Alex Salmond has said the Scottish Government was wrong to go to the Supreme Court to establish whether Holyrood can legislate for a second independence referendum.
The Alba Party leader also said that all independence-supporting parties should run on a united ticket if the Scottish Government uses a general election as a de facto independence referendum.
The former First Minister said: "The Scottish Government is asking the wrong question to the wrong court. They seem to be risking a great deal to gain comparatively little. Let's say that they win this case.
"They're going to win it on a very narrow argument, that it's within the competence of the Scottish Parliament to have a referendum because it doesn't matter, it's not going to have any legal effect.
"That would be the argument it was won on, in which case the opponent of independents would say, 'it doesn't matter, that's what you said in court'."
"Whereas if they lose it, in the words of the Lord Advocate, the matter is finally resolved. If we're going to resolve the issue of Scottish independence, then the people who resolve it are the Scottish people, not the Supreme Court of the United Kingdom."

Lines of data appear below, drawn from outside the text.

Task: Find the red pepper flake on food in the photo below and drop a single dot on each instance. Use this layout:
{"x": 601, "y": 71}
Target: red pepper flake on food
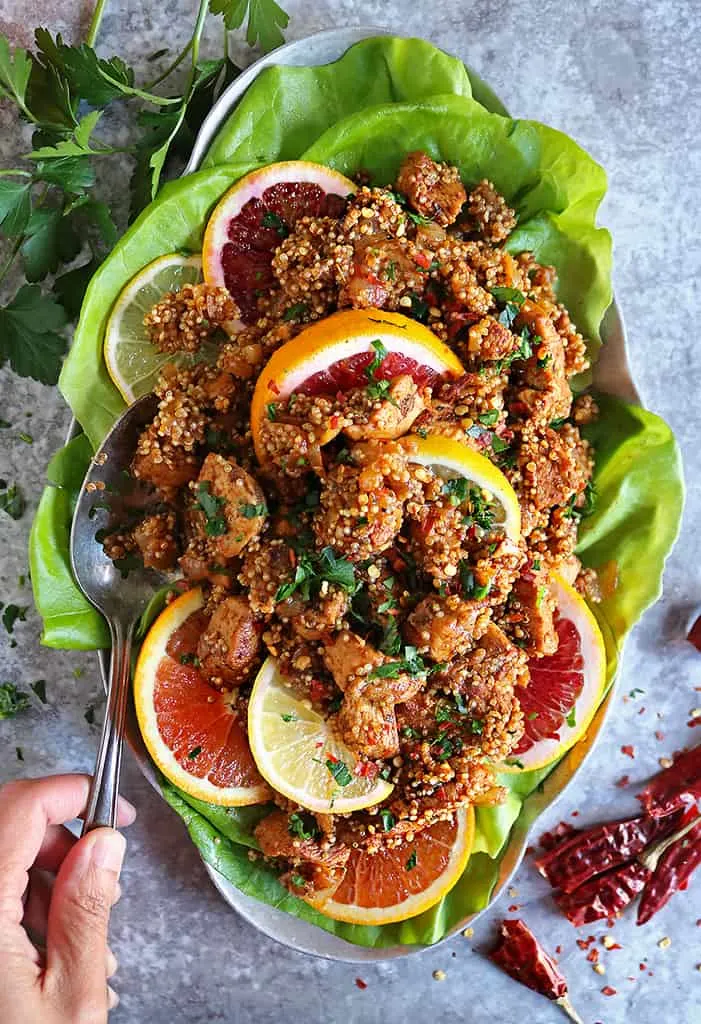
{"x": 521, "y": 955}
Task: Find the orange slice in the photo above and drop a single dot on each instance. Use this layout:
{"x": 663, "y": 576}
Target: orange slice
{"x": 333, "y": 355}
{"x": 254, "y": 216}
{"x": 565, "y": 688}
{"x": 394, "y": 885}
{"x": 190, "y": 730}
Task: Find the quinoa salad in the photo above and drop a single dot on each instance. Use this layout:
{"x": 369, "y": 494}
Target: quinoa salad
{"x": 392, "y": 600}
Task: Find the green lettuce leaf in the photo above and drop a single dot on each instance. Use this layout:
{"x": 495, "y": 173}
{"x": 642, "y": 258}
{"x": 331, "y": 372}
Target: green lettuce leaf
{"x": 287, "y": 109}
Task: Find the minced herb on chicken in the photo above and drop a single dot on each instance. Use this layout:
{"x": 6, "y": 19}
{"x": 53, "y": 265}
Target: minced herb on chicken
{"x": 394, "y": 601}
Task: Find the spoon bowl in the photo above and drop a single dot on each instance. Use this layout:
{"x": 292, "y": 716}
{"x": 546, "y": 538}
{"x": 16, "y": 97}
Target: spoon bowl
{"x": 120, "y": 590}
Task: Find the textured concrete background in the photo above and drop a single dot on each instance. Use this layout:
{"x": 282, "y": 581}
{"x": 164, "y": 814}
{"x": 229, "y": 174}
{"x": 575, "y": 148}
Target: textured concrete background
{"x": 623, "y": 80}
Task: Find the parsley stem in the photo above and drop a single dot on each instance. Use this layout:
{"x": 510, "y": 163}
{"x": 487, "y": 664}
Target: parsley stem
{"x": 95, "y": 20}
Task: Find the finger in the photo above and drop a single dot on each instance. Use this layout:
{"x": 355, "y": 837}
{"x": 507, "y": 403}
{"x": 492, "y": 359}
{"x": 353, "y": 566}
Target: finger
{"x": 28, "y": 808}
{"x": 77, "y": 938}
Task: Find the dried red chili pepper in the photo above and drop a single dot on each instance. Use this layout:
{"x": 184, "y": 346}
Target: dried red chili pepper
{"x": 676, "y": 786}
{"x": 604, "y": 896}
{"x": 672, "y": 863}
{"x": 585, "y": 854}
{"x": 521, "y": 955}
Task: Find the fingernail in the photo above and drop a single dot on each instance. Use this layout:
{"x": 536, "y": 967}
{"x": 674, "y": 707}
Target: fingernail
{"x": 107, "y": 850}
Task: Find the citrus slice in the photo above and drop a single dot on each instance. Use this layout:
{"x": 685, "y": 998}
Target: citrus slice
{"x": 190, "y": 730}
{"x": 394, "y": 885}
{"x": 254, "y": 216}
{"x": 299, "y": 755}
{"x": 334, "y": 354}
{"x": 451, "y": 460}
{"x": 133, "y": 363}
{"x": 565, "y": 688}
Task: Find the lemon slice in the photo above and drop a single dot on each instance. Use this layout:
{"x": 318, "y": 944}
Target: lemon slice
{"x": 132, "y": 361}
{"x": 451, "y": 460}
{"x": 298, "y": 755}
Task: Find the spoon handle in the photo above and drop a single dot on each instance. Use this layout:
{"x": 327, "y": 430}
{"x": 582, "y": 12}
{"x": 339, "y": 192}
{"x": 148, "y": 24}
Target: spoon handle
{"x": 101, "y": 808}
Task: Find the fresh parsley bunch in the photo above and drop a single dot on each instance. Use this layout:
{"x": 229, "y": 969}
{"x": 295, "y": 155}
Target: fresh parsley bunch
{"x": 53, "y": 223}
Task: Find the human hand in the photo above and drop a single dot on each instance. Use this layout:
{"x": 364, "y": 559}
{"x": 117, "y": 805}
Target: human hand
{"x": 60, "y": 890}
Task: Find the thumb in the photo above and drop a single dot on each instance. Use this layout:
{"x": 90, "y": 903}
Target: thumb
{"x": 77, "y": 937}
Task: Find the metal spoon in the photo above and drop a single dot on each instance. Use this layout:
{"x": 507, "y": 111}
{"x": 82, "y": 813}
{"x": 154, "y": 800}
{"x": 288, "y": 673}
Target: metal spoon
{"x": 107, "y": 494}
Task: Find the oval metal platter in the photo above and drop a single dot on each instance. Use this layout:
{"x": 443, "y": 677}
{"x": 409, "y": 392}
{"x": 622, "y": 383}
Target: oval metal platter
{"x": 611, "y": 374}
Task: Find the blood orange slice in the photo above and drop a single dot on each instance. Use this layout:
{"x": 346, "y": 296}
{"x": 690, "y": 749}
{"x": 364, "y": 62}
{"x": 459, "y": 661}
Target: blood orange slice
{"x": 335, "y": 353}
{"x": 254, "y": 216}
{"x": 565, "y": 688}
{"x": 394, "y": 885}
{"x": 190, "y": 730}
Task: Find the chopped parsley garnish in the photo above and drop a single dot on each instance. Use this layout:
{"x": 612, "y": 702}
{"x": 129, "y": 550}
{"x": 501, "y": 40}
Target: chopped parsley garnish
{"x": 312, "y": 569}
{"x": 471, "y": 589}
{"x": 509, "y": 295}
{"x": 40, "y": 689}
{"x": 302, "y": 825}
{"x": 215, "y": 523}
{"x": 253, "y": 511}
{"x": 387, "y": 819}
{"x": 412, "y": 664}
{"x": 12, "y": 700}
{"x": 272, "y": 220}
{"x": 11, "y": 501}
{"x": 296, "y": 311}
{"x": 340, "y": 771}
{"x": 489, "y": 418}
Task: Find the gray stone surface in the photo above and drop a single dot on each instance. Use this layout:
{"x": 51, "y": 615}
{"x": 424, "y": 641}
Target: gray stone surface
{"x": 623, "y": 80}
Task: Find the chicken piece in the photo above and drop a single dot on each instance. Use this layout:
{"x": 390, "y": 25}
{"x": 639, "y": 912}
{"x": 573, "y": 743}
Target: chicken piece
{"x": 436, "y": 534}
{"x": 267, "y": 564}
{"x": 489, "y": 213}
{"x": 446, "y": 627}
{"x": 183, "y": 321}
{"x": 311, "y": 262}
{"x": 541, "y": 392}
{"x": 229, "y": 647}
{"x": 531, "y": 611}
{"x": 229, "y": 508}
{"x": 156, "y": 538}
{"x": 490, "y": 340}
{"x": 320, "y": 864}
{"x": 387, "y": 417}
{"x": 357, "y": 520}
{"x": 433, "y": 189}
{"x": 552, "y": 468}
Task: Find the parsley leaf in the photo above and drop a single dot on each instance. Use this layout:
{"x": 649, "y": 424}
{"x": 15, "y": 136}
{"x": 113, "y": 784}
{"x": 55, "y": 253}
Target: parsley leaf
{"x": 12, "y": 700}
{"x": 28, "y": 335}
{"x": 266, "y": 19}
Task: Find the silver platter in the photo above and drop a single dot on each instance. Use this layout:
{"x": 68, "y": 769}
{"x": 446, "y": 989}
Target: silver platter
{"x": 611, "y": 374}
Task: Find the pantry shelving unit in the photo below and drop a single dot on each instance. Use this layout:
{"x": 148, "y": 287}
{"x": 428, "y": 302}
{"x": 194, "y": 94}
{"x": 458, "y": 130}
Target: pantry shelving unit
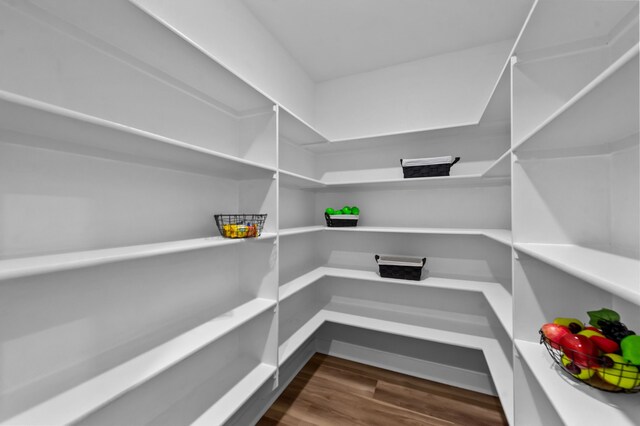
{"x": 124, "y": 304}
{"x": 127, "y": 306}
{"x": 575, "y": 190}
{"x": 318, "y": 264}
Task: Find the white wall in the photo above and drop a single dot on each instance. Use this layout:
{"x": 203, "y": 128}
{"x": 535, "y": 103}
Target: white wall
{"x": 441, "y": 91}
{"x": 228, "y": 32}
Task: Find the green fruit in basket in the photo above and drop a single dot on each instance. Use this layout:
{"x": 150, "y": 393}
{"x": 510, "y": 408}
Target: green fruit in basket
{"x": 582, "y": 373}
{"x": 630, "y": 346}
{"x": 621, "y": 373}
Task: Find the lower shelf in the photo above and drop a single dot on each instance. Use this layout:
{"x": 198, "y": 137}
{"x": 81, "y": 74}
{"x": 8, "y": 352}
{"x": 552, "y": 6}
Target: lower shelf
{"x": 226, "y": 406}
{"x": 498, "y": 362}
{"x": 27, "y": 266}
{"x": 575, "y": 403}
{"x": 94, "y": 394}
{"x": 498, "y": 298}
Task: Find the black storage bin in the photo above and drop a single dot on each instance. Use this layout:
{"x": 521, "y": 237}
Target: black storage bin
{"x": 401, "y": 267}
{"x": 428, "y": 171}
{"x": 342, "y": 220}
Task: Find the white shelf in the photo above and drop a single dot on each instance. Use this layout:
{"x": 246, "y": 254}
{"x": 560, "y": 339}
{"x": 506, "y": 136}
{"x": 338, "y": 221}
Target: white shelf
{"x": 401, "y": 183}
{"x": 43, "y": 125}
{"x": 499, "y": 365}
{"x": 291, "y": 345}
{"x": 499, "y": 168}
{"x": 301, "y": 230}
{"x": 227, "y": 405}
{"x": 577, "y": 404}
{"x": 294, "y": 180}
{"x": 500, "y": 235}
{"x": 616, "y": 274}
{"x": 27, "y": 266}
{"x": 78, "y": 402}
{"x": 604, "y": 111}
{"x": 296, "y": 130}
{"x": 303, "y": 281}
{"x": 498, "y": 298}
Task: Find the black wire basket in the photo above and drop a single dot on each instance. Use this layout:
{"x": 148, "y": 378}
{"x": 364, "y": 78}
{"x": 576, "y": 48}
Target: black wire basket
{"x": 341, "y": 221}
{"x": 240, "y": 225}
{"x": 428, "y": 170}
{"x": 600, "y": 372}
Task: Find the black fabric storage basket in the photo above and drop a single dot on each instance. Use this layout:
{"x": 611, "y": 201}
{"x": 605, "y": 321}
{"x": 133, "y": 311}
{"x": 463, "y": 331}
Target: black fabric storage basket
{"x": 428, "y": 171}
{"x": 337, "y": 222}
{"x": 401, "y": 272}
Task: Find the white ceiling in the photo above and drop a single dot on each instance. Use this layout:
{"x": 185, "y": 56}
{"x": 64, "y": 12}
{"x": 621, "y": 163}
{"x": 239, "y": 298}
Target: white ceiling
{"x": 334, "y": 38}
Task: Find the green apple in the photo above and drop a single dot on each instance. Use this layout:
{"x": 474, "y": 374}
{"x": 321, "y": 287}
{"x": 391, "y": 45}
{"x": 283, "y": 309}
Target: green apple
{"x": 582, "y": 373}
{"x": 622, "y": 374}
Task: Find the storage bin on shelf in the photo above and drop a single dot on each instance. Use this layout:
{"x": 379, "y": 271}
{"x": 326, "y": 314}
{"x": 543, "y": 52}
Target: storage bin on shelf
{"x": 401, "y": 267}
{"x": 240, "y": 225}
{"x": 427, "y": 167}
{"x": 341, "y": 220}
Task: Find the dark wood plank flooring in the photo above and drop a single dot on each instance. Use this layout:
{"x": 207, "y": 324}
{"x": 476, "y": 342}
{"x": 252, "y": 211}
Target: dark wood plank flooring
{"x": 333, "y": 391}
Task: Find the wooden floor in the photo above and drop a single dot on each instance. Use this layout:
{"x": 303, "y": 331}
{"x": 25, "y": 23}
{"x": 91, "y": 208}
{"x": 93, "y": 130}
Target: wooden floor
{"x": 333, "y": 391}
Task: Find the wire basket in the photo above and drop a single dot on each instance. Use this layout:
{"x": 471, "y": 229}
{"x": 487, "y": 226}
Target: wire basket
{"x": 428, "y": 170}
{"x": 600, "y": 372}
{"x": 341, "y": 220}
{"x": 240, "y": 225}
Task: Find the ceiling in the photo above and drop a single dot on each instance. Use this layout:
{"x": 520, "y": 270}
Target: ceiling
{"x": 335, "y": 38}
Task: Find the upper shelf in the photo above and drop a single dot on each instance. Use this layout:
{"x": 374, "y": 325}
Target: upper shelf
{"x": 34, "y": 123}
{"x": 616, "y": 274}
{"x": 296, "y": 130}
{"x": 605, "y": 111}
{"x": 294, "y": 180}
{"x": 503, "y": 236}
{"x": 28, "y": 266}
{"x": 412, "y": 183}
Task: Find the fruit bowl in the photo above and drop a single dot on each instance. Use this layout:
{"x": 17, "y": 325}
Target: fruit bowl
{"x": 610, "y": 372}
{"x": 240, "y": 225}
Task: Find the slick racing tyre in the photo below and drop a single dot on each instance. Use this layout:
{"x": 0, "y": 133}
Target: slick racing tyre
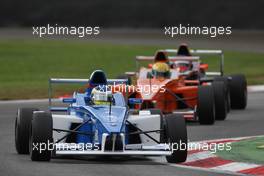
{"x": 22, "y": 129}
{"x": 238, "y": 91}
{"x": 154, "y": 111}
{"x": 221, "y": 102}
{"x": 176, "y": 135}
{"x": 41, "y": 137}
{"x": 206, "y": 105}
{"x": 225, "y": 79}
{"x": 124, "y": 76}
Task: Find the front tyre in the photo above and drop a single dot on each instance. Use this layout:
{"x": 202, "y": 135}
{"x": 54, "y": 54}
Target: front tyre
{"x": 22, "y": 129}
{"x": 206, "y": 105}
{"x": 41, "y": 137}
{"x": 238, "y": 91}
{"x": 176, "y": 136}
{"x": 221, "y": 102}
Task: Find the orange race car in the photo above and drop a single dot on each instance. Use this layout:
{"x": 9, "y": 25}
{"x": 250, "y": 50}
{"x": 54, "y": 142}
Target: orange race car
{"x": 177, "y": 84}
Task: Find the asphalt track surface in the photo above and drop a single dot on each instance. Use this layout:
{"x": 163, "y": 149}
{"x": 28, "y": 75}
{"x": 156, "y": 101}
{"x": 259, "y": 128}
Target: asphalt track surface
{"x": 239, "y": 123}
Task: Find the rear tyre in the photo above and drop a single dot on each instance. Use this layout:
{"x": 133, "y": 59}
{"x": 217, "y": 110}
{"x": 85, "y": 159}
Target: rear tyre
{"x": 226, "y": 82}
{"x": 238, "y": 91}
{"x": 176, "y": 136}
{"x": 41, "y": 136}
{"x": 206, "y": 105}
{"x": 22, "y": 129}
{"x": 220, "y": 97}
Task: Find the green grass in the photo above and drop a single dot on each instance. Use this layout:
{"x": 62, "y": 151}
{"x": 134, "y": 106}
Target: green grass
{"x": 26, "y": 65}
{"x": 245, "y": 151}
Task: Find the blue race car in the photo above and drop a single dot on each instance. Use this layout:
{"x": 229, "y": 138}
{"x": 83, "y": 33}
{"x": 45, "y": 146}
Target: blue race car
{"x": 99, "y": 122}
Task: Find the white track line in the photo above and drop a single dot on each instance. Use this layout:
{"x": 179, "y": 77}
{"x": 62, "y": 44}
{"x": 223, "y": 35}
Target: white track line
{"x": 235, "y": 166}
{"x": 199, "y": 156}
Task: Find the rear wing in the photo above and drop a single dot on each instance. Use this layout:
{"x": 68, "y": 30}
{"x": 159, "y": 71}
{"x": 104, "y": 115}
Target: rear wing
{"x": 206, "y": 52}
{"x": 53, "y": 81}
{"x": 171, "y": 58}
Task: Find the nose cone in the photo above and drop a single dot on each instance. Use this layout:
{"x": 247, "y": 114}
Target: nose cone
{"x": 114, "y": 121}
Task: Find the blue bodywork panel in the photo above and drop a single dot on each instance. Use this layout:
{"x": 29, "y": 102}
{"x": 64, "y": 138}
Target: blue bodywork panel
{"x": 98, "y": 119}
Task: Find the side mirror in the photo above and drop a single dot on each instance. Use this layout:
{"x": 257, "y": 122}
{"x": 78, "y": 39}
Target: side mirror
{"x": 69, "y": 100}
{"x": 149, "y": 75}
{"x": 134, "y": 101}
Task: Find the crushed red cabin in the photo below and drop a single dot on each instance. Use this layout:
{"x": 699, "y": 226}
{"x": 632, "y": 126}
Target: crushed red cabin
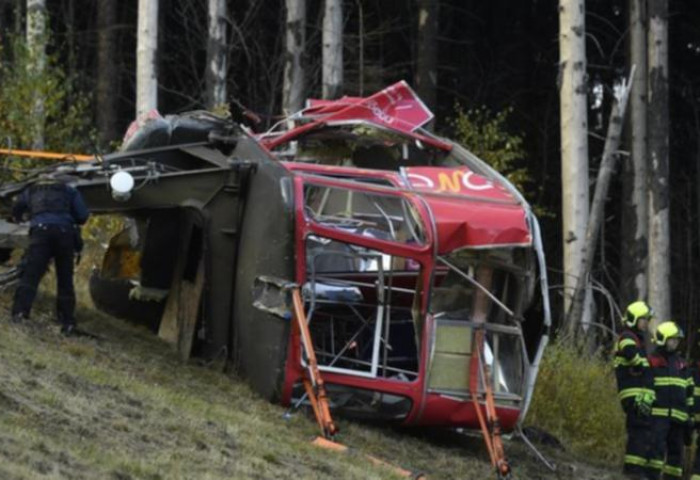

He added that this was different to the first independence referendum because of the Edinburgh Agreement, "where both sides said they'd respect the outcome".
Salmond also said that if the Scottish Government fails in its Supreme Court bid and uses the next general election as a de facto referendum, then the independence supporting parties should join forces under a "Scotland United" ticket, like happened in the 1918 General Election.
He said: "If you're going for the general election de facto referendum strategy then you have to make it special. You can't just roll up and fight as political parties because people will say it's a normal election. You'd have to fight it on (a) Scotland United (ticket) or something like that.
"You could fight an election with Scotland United SNP, Scotland United Greens and Scotland United Alba and then say, 'This is clearly above political parties. This is just about the cause and case of Scottish independence'. That might work. It would be difficult, but it might work."